I pulled myself to my feet painfully and wobbled to the door. It was Gabe, clutching his chest but still alive. Levi and Seth came to help him. I stepped around them and through the door, blinking in the bright sunlight. More blood leaked into my eyes. My head felt wrong. Everything felt wrong, my vision starting to dim. A car spun out of the lot and I tried to make out details. All I got was a brief flash of two auras through the driver’s door window as it pulled into the road. One pure black, the other black shot through with bursts of color--shooting stars and supernovas.

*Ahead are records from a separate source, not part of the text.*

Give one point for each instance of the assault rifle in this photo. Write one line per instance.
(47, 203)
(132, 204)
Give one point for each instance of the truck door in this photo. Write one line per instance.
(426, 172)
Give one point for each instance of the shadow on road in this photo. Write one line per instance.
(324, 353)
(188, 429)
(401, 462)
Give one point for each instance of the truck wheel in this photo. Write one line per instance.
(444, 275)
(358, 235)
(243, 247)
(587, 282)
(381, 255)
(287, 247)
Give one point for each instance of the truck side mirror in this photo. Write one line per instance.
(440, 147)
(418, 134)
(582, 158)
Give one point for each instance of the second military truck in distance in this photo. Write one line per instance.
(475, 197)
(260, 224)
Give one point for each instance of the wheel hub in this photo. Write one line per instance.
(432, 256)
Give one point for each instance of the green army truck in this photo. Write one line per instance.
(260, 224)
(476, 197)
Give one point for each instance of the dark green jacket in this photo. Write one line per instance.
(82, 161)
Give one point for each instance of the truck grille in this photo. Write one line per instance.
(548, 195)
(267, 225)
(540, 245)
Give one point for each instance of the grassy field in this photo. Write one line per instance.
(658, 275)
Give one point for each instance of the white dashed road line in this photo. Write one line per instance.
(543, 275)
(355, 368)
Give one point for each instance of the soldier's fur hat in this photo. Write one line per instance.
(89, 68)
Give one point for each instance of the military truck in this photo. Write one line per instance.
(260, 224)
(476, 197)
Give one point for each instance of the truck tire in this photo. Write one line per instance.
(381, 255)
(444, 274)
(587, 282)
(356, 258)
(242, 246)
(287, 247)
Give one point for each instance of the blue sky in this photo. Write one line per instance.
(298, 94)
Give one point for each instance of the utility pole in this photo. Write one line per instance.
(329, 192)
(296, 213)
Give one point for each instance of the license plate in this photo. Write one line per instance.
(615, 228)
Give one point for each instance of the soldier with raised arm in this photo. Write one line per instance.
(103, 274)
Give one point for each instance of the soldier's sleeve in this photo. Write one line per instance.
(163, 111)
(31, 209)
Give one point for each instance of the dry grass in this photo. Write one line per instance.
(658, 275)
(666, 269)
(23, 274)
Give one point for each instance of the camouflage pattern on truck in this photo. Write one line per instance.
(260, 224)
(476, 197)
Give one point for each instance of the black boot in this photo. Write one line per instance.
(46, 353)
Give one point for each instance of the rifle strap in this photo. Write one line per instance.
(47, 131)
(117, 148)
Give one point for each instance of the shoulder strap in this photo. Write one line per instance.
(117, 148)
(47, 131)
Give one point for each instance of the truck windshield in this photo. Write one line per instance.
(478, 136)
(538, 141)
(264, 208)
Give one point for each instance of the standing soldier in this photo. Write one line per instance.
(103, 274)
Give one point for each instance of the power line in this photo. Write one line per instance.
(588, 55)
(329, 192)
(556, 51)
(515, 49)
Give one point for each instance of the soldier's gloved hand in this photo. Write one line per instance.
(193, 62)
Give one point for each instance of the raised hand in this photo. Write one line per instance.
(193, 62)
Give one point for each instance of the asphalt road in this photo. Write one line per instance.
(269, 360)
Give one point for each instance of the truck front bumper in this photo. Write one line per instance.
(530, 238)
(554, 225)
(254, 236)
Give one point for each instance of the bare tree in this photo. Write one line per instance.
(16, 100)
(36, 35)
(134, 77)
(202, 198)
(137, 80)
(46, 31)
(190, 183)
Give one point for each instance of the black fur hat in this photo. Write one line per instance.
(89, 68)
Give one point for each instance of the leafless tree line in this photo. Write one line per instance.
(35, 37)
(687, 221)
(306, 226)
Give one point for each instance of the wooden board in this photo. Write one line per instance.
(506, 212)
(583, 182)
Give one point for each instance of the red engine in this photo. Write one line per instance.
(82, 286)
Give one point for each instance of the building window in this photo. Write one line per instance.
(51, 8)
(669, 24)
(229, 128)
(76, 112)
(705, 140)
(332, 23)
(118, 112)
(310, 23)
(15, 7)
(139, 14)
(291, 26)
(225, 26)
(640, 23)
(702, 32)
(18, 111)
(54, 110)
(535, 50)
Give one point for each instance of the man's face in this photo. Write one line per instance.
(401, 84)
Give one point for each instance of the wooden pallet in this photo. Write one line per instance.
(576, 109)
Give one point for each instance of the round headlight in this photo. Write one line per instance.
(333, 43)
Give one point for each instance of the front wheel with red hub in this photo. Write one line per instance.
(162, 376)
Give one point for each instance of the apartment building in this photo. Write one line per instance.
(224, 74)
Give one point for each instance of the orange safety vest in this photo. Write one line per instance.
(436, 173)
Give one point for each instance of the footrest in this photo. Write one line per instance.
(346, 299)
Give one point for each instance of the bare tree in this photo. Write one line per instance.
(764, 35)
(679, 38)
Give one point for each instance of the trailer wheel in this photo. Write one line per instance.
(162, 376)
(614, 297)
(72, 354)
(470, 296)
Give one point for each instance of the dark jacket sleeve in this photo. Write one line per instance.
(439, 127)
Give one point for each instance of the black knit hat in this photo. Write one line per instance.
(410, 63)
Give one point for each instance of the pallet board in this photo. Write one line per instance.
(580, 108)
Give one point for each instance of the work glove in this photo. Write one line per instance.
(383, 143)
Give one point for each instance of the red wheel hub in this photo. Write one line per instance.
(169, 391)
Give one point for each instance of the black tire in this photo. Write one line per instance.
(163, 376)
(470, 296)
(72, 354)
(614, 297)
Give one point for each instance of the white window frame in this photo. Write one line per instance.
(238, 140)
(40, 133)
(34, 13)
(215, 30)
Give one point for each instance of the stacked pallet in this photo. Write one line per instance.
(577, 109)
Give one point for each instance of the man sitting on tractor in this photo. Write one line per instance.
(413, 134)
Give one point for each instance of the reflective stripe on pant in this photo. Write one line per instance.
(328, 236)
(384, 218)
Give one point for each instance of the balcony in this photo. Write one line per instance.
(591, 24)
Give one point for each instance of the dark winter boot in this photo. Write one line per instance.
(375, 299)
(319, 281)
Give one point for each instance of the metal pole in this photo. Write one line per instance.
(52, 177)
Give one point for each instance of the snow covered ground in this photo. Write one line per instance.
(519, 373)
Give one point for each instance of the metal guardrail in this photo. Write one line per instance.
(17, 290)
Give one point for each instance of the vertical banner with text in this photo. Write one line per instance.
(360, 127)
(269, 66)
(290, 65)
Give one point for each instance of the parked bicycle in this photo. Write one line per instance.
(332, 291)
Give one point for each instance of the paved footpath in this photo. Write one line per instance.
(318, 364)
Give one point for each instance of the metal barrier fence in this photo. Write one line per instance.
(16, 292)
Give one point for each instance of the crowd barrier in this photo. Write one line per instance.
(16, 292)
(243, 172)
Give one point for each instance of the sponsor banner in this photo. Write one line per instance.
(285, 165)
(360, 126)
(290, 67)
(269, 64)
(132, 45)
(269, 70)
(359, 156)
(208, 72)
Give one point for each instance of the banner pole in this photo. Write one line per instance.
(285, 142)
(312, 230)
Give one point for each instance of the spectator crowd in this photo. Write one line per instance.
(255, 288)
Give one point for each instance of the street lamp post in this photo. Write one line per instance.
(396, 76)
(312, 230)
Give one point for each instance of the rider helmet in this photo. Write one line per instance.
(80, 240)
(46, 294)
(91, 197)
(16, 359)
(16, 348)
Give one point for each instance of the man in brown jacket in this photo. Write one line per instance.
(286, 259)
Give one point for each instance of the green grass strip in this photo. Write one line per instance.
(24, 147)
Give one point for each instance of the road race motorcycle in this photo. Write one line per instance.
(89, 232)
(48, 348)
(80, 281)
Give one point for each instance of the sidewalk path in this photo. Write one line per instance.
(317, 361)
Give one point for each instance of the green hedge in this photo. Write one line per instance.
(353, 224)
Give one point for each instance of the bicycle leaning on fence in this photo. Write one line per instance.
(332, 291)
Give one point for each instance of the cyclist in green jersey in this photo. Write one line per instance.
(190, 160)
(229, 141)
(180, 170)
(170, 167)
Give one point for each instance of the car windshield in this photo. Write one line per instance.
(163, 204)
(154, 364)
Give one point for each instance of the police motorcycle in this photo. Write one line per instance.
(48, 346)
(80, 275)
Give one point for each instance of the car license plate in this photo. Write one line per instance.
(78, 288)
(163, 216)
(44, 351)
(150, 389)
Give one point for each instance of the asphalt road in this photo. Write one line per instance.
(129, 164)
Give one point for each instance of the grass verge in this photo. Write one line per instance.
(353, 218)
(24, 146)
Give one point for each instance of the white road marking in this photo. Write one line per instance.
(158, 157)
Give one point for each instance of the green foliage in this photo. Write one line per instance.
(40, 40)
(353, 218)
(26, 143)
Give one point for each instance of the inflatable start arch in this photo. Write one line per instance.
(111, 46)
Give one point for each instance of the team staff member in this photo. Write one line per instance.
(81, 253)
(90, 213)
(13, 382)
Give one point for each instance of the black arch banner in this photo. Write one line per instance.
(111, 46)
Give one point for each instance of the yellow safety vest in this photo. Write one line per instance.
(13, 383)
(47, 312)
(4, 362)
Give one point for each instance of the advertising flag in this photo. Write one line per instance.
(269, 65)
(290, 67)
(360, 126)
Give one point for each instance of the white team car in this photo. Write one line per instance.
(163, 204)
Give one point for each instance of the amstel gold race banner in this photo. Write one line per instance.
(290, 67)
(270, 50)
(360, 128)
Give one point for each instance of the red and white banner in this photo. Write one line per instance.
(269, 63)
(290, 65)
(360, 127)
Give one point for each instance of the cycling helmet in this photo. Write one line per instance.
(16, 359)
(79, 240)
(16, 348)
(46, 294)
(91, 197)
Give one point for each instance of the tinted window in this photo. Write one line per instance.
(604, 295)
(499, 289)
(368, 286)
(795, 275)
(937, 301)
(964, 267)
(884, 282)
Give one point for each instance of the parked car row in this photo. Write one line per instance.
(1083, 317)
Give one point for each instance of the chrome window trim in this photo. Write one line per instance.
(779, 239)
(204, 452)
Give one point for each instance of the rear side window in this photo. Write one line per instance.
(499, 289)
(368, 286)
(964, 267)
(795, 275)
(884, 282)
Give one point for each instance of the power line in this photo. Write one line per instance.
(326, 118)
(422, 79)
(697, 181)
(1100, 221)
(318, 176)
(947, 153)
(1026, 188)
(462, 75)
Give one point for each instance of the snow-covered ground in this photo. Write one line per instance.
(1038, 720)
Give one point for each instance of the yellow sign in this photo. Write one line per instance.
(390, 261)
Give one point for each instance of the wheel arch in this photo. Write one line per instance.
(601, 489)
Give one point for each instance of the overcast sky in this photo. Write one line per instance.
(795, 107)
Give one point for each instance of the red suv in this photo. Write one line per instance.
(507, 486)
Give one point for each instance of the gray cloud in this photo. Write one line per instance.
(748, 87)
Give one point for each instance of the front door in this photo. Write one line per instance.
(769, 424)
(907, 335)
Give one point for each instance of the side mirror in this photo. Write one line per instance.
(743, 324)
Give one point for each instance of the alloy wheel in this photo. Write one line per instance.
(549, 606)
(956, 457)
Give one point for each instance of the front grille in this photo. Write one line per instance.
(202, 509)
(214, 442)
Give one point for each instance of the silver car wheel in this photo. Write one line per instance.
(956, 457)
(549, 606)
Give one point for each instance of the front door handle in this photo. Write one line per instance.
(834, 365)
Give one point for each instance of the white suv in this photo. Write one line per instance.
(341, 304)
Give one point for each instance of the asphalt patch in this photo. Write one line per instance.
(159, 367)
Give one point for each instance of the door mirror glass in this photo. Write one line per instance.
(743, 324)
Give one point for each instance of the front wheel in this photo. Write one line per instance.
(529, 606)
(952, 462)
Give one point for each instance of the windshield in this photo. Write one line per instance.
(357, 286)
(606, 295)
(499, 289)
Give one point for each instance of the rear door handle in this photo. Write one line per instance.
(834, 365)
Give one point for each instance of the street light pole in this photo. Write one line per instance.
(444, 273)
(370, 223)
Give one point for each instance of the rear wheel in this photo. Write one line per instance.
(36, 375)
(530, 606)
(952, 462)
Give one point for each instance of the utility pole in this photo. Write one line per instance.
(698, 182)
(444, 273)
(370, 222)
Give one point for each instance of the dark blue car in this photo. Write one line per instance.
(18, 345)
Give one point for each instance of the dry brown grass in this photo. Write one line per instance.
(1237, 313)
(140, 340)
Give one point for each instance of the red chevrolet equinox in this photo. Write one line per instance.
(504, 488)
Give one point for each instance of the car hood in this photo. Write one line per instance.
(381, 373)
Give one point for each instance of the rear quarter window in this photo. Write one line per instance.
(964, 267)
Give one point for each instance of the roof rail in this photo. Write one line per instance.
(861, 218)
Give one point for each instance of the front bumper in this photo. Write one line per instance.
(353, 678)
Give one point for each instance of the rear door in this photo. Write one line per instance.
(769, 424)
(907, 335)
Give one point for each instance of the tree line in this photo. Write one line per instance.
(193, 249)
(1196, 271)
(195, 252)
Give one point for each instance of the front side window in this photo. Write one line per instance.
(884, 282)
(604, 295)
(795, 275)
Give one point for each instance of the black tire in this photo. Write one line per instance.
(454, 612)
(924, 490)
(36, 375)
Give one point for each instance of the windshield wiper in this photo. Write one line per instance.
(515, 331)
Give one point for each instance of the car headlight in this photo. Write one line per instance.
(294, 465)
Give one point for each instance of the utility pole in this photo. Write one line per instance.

Everything upended and I wound up on the ground, gravel biting into my palms. A glint of sunlight off some kind of metallic litter was the last thing I saw before everything went dark.
* * * *
I wasn’t out long. Seth and Levi were loading Gabe into their car when I woke. Seth ran to my side, picked me up and tried to put me in the backseat with Gabe but I pushed away. Keeping a grip on Seth, I told Levi to call as soon as he got Gabe to a hospital. I told Seth he was going back to my office with me. He didn’t like it but I think he realized he’d reached a wall with me. We found my glasses mercifully intact and I left a message for Daniel as we drove back to town, glad of the approaching twilight.
I made Seth wait in the front of the office, doors locked, curtains drawn. I only threw up twice, which surprised me. I couldn’t stop shaking and I’d done a lousy job of cleaning up the cut at my hairline, above my right eye. It didn’t occur to me until I heard Daniel knock that I was about to let a vampire in the room while I still had blood on me.